On September 11, after posting a lengthy “Goodbye” message on BreachForums[.]hn and linking to it on Telegram, the individuals calling themselves Scattered LAPSUS$ Hunters 4.0 seemed to have some difficulty with sticking to the “going silent” part of their farewell message. In short order, they posted four screenshots suggesting that they had access to the federal Criminal Justice Information Services (CJIS) instant background check service.
 |
 |
 |
 |
Screenshots appear to be taken from within the federal instant background check portal. Additional redaction on one screenshot by DataBreaches.net.
DataBreaches submitted inquiries to the FBI last week and again over the weekend, asking if they have investigated the threat actors’ claims about access to the portal. No reply has been received.
Scattered et al. also posted a message suggesting they had hacked the U.K.’s National Crime Agency (NCA), and then posted two screenshots suggesting they had access to Google’s Law Enforcement Request System portal (LERS):
 |
 |
There was nothing exposed in the LERS screenshots that indicated the data of any account creation or any account use.

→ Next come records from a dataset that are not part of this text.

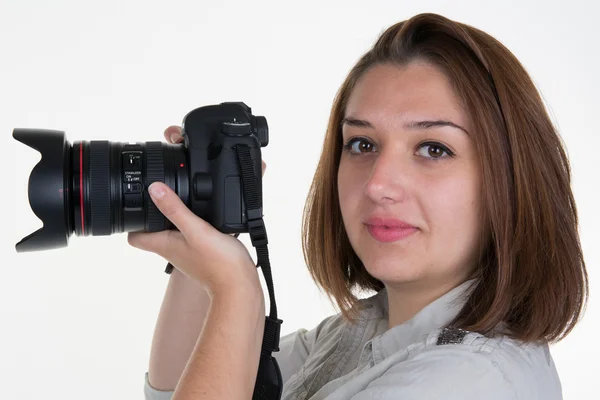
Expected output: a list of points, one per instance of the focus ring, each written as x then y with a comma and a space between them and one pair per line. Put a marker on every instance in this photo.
100, 187
155, 221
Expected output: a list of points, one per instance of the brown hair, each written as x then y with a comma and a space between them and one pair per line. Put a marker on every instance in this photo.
531, 274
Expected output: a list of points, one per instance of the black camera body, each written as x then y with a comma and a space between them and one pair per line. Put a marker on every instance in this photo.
100, 187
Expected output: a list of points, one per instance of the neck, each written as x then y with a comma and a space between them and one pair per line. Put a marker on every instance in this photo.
405, 300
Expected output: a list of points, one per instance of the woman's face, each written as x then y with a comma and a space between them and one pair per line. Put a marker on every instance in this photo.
410, 157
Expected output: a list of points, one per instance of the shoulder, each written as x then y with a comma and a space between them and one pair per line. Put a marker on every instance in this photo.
458, 364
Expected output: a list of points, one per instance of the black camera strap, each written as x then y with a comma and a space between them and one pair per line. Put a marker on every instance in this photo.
269, 382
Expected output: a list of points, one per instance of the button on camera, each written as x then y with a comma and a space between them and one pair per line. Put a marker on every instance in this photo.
236, 128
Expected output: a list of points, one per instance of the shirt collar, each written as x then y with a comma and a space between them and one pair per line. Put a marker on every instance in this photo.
435, 315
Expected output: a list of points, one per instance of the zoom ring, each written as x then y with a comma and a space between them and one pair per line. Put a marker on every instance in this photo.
100, 187
154, 172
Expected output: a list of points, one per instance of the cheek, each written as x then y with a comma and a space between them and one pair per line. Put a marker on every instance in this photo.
455, 211
349, 190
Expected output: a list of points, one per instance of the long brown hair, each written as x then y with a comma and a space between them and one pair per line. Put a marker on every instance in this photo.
531, 273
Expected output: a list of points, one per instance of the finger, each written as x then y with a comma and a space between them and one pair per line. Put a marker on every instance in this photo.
171, 206
173, 134
167, 244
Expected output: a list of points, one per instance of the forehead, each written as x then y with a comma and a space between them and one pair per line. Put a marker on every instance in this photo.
388, 94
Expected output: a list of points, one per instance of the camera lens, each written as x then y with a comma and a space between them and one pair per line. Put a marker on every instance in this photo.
98, 187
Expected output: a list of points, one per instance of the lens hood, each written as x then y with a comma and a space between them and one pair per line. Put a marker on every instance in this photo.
49, 193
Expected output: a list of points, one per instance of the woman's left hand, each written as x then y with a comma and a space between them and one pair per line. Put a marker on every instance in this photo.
217, 261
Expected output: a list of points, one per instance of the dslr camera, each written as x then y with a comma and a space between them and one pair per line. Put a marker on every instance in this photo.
100, 187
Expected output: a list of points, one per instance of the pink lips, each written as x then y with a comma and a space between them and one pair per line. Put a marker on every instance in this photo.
388, 229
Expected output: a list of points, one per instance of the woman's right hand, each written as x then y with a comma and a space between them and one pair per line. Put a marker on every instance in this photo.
173, 135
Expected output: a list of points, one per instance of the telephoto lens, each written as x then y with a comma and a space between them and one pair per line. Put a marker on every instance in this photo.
97, 187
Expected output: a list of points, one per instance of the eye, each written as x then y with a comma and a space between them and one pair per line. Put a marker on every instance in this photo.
434, 151
358, 145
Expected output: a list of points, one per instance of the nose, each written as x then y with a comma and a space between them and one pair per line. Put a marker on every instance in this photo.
389, 179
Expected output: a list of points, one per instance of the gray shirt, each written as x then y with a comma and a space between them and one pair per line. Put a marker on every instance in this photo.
418, 359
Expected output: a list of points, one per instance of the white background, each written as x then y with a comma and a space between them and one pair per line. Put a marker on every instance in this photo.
78, 322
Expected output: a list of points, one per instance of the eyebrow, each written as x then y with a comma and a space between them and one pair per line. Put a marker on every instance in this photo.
359, 123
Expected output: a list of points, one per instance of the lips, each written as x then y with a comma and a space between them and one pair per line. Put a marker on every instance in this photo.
388, 230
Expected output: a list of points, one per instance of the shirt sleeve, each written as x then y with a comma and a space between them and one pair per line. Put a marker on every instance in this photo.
152, 394
447, 372
294, 349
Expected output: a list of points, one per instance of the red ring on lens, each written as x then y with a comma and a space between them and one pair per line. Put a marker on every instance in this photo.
81, 186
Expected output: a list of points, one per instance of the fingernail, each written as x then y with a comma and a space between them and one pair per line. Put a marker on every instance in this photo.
156, 190
174, 137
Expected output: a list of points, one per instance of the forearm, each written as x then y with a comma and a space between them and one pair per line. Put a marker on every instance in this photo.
225, 360
178, 326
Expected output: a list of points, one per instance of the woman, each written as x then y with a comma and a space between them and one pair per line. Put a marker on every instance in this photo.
443, 187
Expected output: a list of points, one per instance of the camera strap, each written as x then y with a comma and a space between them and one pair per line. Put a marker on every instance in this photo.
269, 383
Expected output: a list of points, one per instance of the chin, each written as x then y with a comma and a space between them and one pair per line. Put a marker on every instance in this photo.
391, 271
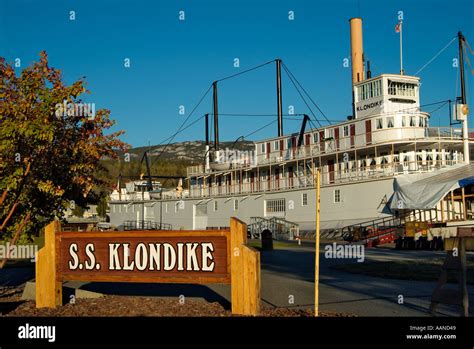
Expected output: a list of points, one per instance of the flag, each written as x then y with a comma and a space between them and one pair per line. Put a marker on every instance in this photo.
398, 27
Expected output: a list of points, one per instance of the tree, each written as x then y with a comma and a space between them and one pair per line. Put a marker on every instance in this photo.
48, 156
78, 211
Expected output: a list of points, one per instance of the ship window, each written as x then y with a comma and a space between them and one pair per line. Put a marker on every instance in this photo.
379, 123
275, 206
390, 122
304, 199
401, 89
345, 131
337, 195
331, 133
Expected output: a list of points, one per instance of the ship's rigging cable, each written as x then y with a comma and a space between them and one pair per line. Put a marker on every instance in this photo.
307, 94
180, 129
468, 60
240, 114
301, 95
259, 129
245, 71
435, 56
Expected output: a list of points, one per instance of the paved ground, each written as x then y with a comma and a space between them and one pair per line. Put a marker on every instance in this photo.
288, 281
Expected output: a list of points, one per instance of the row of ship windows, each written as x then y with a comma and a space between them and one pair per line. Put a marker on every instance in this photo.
380, 123
373, 89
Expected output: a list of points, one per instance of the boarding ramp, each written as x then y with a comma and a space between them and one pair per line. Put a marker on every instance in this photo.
280, 228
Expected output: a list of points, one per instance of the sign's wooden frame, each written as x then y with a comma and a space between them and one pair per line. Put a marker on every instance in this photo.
243, 266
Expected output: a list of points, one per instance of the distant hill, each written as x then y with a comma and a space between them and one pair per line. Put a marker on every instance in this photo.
188, 151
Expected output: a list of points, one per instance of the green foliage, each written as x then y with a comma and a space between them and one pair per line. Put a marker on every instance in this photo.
47, 159
78, 211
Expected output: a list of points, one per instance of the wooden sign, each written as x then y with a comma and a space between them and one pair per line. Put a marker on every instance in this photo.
143, 256
166, 256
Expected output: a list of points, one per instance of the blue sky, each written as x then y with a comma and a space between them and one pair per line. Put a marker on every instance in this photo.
173, 62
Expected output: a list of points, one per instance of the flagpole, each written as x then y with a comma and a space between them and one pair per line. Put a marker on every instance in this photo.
317, 182
401, 48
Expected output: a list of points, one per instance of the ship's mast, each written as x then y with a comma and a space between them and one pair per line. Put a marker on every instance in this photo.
465, 132
279, 107
216, 116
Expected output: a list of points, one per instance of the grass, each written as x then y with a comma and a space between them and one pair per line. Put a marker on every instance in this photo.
422, 270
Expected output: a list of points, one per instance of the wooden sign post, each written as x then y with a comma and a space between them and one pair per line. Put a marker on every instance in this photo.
166, 256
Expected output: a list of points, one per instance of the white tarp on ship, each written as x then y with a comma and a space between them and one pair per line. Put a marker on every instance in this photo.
425, 190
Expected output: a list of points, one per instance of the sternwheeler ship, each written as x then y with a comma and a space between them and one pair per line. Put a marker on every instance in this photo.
385, 162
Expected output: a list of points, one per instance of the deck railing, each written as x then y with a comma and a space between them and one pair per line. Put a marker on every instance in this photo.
305, 180
352, 143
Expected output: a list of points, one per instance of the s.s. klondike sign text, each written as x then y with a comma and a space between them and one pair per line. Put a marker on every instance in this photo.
166, 256
141, 256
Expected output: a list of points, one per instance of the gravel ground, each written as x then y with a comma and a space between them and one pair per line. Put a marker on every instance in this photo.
138, 306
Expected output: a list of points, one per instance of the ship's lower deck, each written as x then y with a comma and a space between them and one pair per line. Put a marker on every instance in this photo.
343, 204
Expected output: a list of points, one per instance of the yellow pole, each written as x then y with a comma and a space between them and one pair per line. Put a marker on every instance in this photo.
316, 257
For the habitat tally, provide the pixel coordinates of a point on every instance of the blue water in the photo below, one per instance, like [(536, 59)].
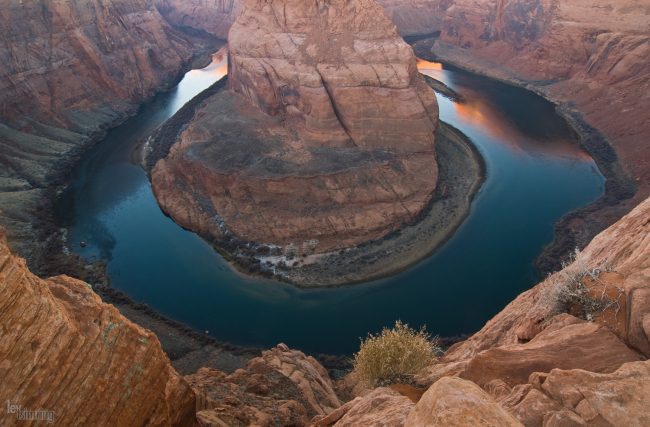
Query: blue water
[(535, 174)]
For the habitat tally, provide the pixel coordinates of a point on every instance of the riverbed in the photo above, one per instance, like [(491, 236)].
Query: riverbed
[(536, 172)]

DataBreaches emailed Google to inquire about the claimed access to LERS. Google’s spokesperson sent the following statement:
We have identified that a fraudulent account was created in our system for law enforcement requests and have disabled the account. No requests were made with this fraudulent account, and no data was accessed.
The response we got from Google and the lack of response from DOJ mirror what Bleeping Computer just reported. See their report for some additional details.
DataBreaches wonders how many other accounts may also have been created in the past that went undetected, but for now, Google is not detecting any fake account.